If you’re a fan of baseball or ballparks, it’s tough to drive down Mint Street without gawking at BB&T Stadium. We talk about how fast our kids grow. I don’t care if their last name is Zeller. They don’t grow as fast as this has.

Ground was broken nine months ago. Rain falls almost daily. Yet this clearly is a ballpark. These clearly will be seats and these clearly will be suites. You see the spike in the dirt with the pink ribbon attached that’s guarded by five white or orange fences? That’s going to be home plate.

The Class AAA Charlotte Knights will move to BB&T in 2014. The International League has yet to release next season’s schedule. But if it has a heart, and a financial adviser, it will allow the Knights, who play in one of the league’s biggest markets, to host a July 4 game in their new stadium.

July 4 is about many things, among them an opportunity to pause and admire our traditions. What’s more traditional than baseball, ballpark hot dogs and fireworks?

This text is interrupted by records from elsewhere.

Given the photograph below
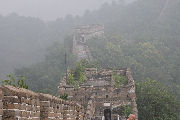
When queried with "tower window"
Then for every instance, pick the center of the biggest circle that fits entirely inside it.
(106, 96)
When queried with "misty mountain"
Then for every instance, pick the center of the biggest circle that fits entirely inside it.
(147, 33)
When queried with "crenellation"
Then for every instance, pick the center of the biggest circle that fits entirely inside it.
(22, 104)
(98, 93)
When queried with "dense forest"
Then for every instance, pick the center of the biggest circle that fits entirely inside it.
(143, 36)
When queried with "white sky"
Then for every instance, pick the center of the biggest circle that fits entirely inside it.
(48, 9)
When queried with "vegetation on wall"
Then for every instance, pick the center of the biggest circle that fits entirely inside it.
(126, 110)
(119, 80)
(16, 81)
(64, 96)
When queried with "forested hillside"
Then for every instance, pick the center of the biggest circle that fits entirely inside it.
(143, 35)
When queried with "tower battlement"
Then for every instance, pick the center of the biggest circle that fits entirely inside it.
(81, 35)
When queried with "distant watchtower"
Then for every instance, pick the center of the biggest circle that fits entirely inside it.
(81, 35)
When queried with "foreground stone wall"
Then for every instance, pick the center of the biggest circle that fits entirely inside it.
(98, 93)
(22, 104)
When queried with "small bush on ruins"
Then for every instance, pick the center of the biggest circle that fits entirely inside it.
(77, 76)
(127, 110)
(16, 82)
(64, 96)
(119, 80)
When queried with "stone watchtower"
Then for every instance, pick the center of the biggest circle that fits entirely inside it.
(99, 96)
(81, 35)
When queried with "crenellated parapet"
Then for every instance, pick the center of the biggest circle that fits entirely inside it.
(22, 104)
(98, 93)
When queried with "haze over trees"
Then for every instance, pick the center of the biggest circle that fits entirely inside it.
(143, 35)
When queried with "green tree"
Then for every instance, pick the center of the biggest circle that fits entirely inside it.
(155, 102)
(16, 82)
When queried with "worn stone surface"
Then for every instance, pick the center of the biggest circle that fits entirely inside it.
(81, 35)
(98, 93)
(22, 104)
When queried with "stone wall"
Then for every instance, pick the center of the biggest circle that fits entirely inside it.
(98, 93)
(81, 35)
(22, 104)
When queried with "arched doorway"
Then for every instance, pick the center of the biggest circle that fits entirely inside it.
(107, 114)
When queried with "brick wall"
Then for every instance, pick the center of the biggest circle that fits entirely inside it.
(22, 104)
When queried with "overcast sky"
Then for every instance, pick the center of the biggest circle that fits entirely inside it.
(48, 9)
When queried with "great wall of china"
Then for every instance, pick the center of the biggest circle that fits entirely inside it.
(96, 99)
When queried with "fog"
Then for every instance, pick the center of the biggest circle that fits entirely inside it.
(143, 36)
(48, 9)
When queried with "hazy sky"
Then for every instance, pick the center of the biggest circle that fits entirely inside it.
(48, 9)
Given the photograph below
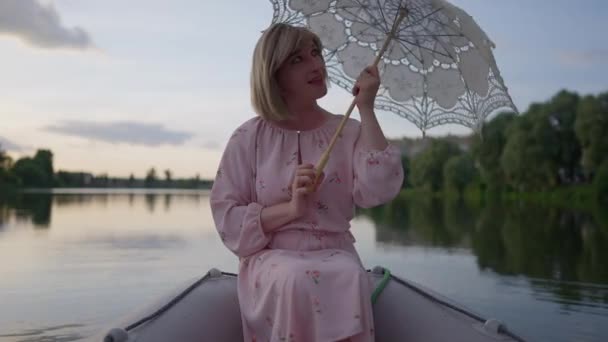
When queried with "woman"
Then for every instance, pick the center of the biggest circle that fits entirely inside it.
(300, 277)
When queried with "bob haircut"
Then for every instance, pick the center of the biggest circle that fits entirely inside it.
(273, 48)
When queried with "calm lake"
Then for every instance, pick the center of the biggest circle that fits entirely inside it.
(71, 262)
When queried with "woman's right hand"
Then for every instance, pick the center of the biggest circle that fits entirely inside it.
(301, 189)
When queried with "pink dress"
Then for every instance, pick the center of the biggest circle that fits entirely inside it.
(303, 282)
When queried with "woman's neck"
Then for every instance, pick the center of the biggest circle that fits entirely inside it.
(304, 116)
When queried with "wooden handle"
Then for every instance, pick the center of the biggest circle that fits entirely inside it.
(325, 156)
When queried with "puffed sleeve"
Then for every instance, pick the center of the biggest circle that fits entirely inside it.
(236, 215)
(378, 174)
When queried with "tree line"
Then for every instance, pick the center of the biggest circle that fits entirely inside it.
(38, 172)
(562, 143)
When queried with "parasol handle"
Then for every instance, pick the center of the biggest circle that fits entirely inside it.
(325, 156)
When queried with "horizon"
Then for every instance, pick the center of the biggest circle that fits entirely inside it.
(111, 88)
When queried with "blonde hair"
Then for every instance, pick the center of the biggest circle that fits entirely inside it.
(273, 48)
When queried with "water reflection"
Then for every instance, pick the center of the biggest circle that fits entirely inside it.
(513, 258)
(563, 253)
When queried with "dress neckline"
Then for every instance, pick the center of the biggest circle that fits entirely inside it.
(329, 118)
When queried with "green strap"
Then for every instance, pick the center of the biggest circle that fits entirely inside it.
(381, 285)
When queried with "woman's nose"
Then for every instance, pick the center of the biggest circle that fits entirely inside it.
(317, 64)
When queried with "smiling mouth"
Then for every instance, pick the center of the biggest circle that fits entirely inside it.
(316, 80)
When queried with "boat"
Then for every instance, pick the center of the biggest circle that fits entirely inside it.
(208, 310)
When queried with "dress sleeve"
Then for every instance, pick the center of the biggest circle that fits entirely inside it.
(378, 174)
(236, 215)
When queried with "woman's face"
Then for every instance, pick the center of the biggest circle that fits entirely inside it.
(302, 75)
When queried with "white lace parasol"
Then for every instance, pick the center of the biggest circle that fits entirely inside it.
(438, 66)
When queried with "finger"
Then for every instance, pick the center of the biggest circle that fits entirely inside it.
(305, 166)
(303, 172)
(303, 180)
(302, 191)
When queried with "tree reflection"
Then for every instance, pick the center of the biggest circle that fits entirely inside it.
(560, 251)
(34, 208)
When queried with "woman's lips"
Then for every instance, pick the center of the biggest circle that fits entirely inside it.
(316, 81)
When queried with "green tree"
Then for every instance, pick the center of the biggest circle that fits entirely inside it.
(592, 130)
(427, 167)
(44, 158)
(458, 172)
(405, 162)
(151, 177)
(487, 149)
(601, 183)
(29, 173)
(168, 176)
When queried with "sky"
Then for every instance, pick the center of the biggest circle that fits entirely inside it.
(118, 87)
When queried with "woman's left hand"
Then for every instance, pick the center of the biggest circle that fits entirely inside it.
(366, 88)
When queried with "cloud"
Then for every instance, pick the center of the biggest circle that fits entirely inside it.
(122, 132)
(584, 58)
(40, 25)
(211, 145)
(7, 145)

Charlotte is playing its 24th and final season in Fort Mill. The biggest crowd the Knights attracted, 15,591 fans, was July 4, 2008. On July 4, 2012, they attracted 14,206. Capacity is 10,000.

So imagine yourself in BB&T Stadium on July 4, 2014. Two blocks west is Bank of America Stadium. Time Warner Cable Arena is less than a mile away. Look out from home plate past the outfield fence and you see office buildings, towers, sports bars, apartments and condominiums. In the last of the early evening sunlight the city gleams.

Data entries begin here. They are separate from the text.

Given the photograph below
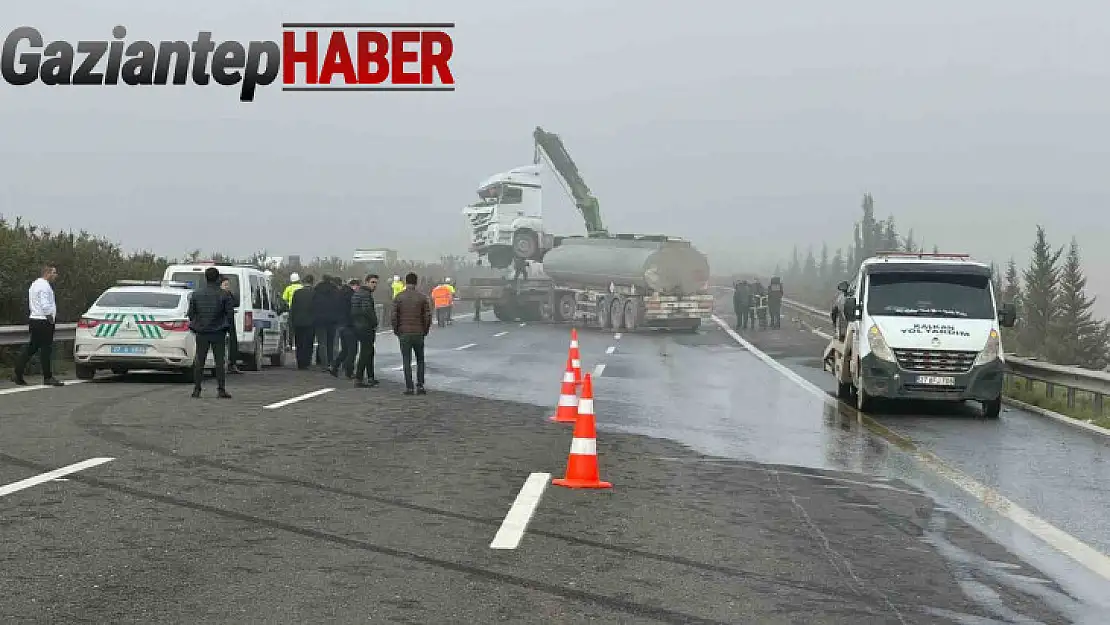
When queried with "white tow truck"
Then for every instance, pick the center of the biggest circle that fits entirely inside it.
(920, 326)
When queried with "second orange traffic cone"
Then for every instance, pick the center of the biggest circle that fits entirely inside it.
(567, 411)
(575, 358)
(582, 470)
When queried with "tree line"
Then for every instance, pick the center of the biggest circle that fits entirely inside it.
(1056, 321)
(88, 264)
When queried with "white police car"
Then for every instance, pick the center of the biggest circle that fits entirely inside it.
(137, 325)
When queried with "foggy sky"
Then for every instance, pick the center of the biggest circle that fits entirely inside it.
(746, 127)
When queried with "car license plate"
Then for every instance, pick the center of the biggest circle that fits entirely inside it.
(129, 350)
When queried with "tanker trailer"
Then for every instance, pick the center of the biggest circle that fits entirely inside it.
(617, 282)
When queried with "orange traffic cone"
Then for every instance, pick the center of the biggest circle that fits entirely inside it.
(567, 411)
(575, 358)
(582, 471)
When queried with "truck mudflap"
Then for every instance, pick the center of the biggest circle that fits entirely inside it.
(883, 379)
(674, 306)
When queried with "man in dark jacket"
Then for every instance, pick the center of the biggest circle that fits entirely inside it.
(364, 328)
(349, 344)
(209, 311)
(775, 302)
(232, 331)
(742, 303)
(412, 321)
(304, 325)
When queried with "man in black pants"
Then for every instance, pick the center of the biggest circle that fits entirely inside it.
(412, 321)
(364, 328)
(232, 332)
(304, 326)
(210, 311)
(43, 312)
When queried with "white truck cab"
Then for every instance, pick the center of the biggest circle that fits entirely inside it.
(506, 221)
(921, 326)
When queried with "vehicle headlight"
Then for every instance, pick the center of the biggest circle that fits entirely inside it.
(991, 351)
(878, 344)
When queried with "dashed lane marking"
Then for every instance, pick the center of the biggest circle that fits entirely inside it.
(298, 399)
(1065, 543)
(512, 528)
(37, 387)
(50, 475)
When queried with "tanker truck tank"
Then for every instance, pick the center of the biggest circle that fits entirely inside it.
(661, 264)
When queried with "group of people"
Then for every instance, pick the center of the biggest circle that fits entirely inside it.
(754, 304)
(318, 313)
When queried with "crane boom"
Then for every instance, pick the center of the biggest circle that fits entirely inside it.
(552, 149)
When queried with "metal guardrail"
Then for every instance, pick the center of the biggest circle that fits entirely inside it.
(20, 335)
(1072, 379)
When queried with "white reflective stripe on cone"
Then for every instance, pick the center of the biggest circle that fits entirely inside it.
(584, 446)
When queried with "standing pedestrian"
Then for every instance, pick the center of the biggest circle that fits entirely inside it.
(304, 325)
(232, 329)
(210, 313)
(326, 304)
(349, 344)
(412, 321)
(364, 329)
(41, 320)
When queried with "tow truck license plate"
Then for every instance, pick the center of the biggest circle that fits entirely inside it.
(129, 350)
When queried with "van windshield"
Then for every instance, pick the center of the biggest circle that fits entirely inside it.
(925, 294)
(195, 279)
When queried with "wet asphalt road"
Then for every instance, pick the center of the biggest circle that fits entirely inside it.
(356, 505)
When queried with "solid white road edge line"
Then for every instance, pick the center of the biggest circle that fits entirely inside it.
(512, 528)
(298, 399)
(14, 486)
(37, 387)
(1059, 540)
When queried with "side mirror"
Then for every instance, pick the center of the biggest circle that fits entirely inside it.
(850, 311)
(1007, 315)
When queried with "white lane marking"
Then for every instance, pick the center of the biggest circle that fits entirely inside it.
(1062, 542)
(512, 528)
(298, 399)
(37, 387)
(14, 486)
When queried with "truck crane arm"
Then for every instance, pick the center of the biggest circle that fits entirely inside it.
(551, 148)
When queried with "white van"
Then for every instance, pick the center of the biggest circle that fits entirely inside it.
(258, 316)
(921, 326)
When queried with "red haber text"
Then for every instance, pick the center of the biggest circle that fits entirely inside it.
(376, 58)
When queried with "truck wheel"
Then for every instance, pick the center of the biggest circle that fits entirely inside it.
(525, 244)
(632, 314)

A concourse stretches the length of the stadium and will take you to bars, restaurants and a play area for kids. One section of seats is so close to home plate that every time a Durham Bulls pitcher looks at home plate you’ll want to compete with his catcher and offer a signal of your own. Four fingers mean a curve ball that doesn’t curve, a knuckler that doesn’t knuckle and a slider that doesn’t slide.

I will not compare BB&T to Fenway Park. I’m sober.

But they share a trait.

I looked out the window of my Boston hotel one afternoon and saw a strange configuration of lights several blocks away. I was curious, so I ran over to see what caused it. Beneath the lights was Fenway. Yet it didn’t loom. You didn’t see it until you were upon it. This is one of the great ballparks in the world. And it was squeezed into the neighborhood like a Ma & Pa stadium.

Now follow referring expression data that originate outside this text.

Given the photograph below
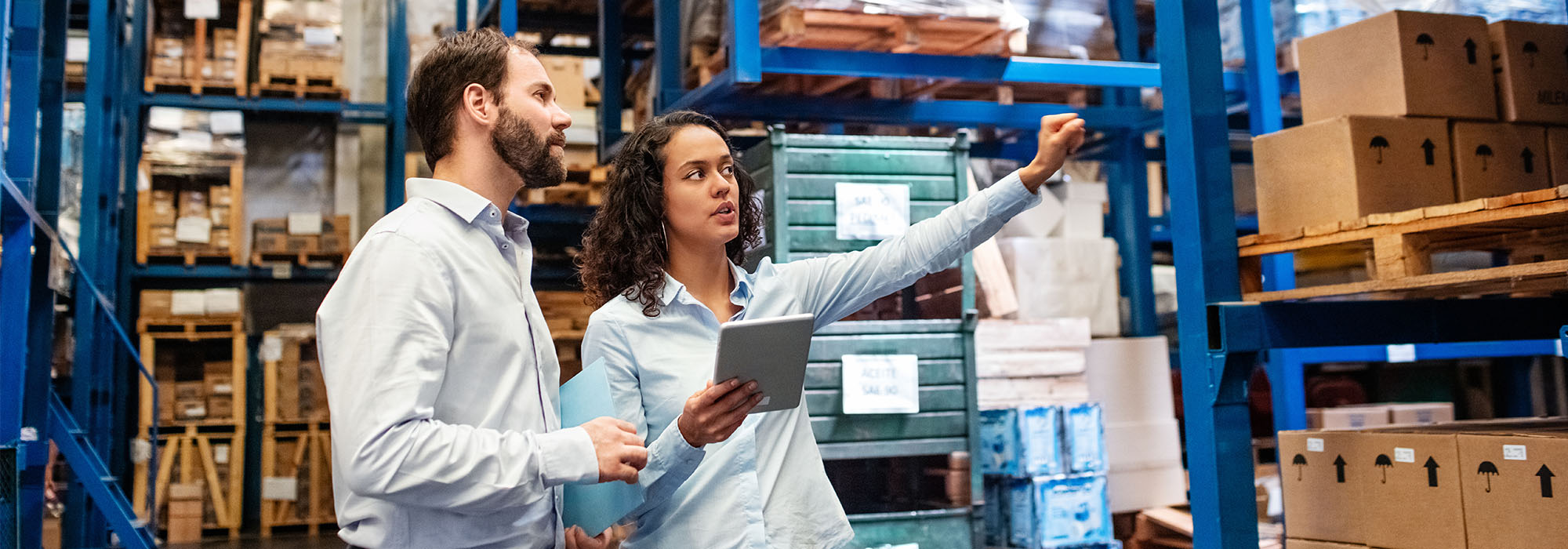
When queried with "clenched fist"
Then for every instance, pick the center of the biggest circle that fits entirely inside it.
(1059, 137)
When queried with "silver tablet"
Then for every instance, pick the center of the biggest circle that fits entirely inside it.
(769, 351)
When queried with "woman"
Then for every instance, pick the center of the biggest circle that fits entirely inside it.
(662, 260)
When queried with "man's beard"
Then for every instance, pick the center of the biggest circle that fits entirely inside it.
(528, 153)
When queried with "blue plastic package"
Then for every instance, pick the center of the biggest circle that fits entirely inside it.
(1072, 512)
(1000, 453)
(1086, 438)
(1040, 438)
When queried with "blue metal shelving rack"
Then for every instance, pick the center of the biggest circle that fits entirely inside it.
(92, 432)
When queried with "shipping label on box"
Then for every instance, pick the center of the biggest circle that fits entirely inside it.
(1346, 169)
(1401, 64)
(1323, 476)
(1497, 159)
(1531, 64)
(1412, 489)
(1512, 495)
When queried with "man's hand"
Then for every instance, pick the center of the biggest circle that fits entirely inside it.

BB&T is squeezed in. To retain the feel of openness and to give spectators room to move, capacity is only 10,000.

I predict sellouts. I predict thousands of employees will stay downtown after work, find a seat at the ballpark and linger. Football and basketball are more intense than baseball. You don’t linger at Panthers games or Bobcats games, not if you’re interested in the sport or the outcome. Baseball, even Major League Baseball, allows fans to linger.

I lingered a few weeks ago at a party the Knights threw for sponsors, ticket holders and potential ticket holders. On a long table next to conventional party food were Cracker Jacks.

Cracker Jacks, popcorn and peanuts covered with caramel come from a different time. I didn’t know they still existed. Does every box still offer a prize? I picked one up.

Yes! In every box, there’s a prize.

I took a long look at the ballpark. I felt as if I’d already collected mine.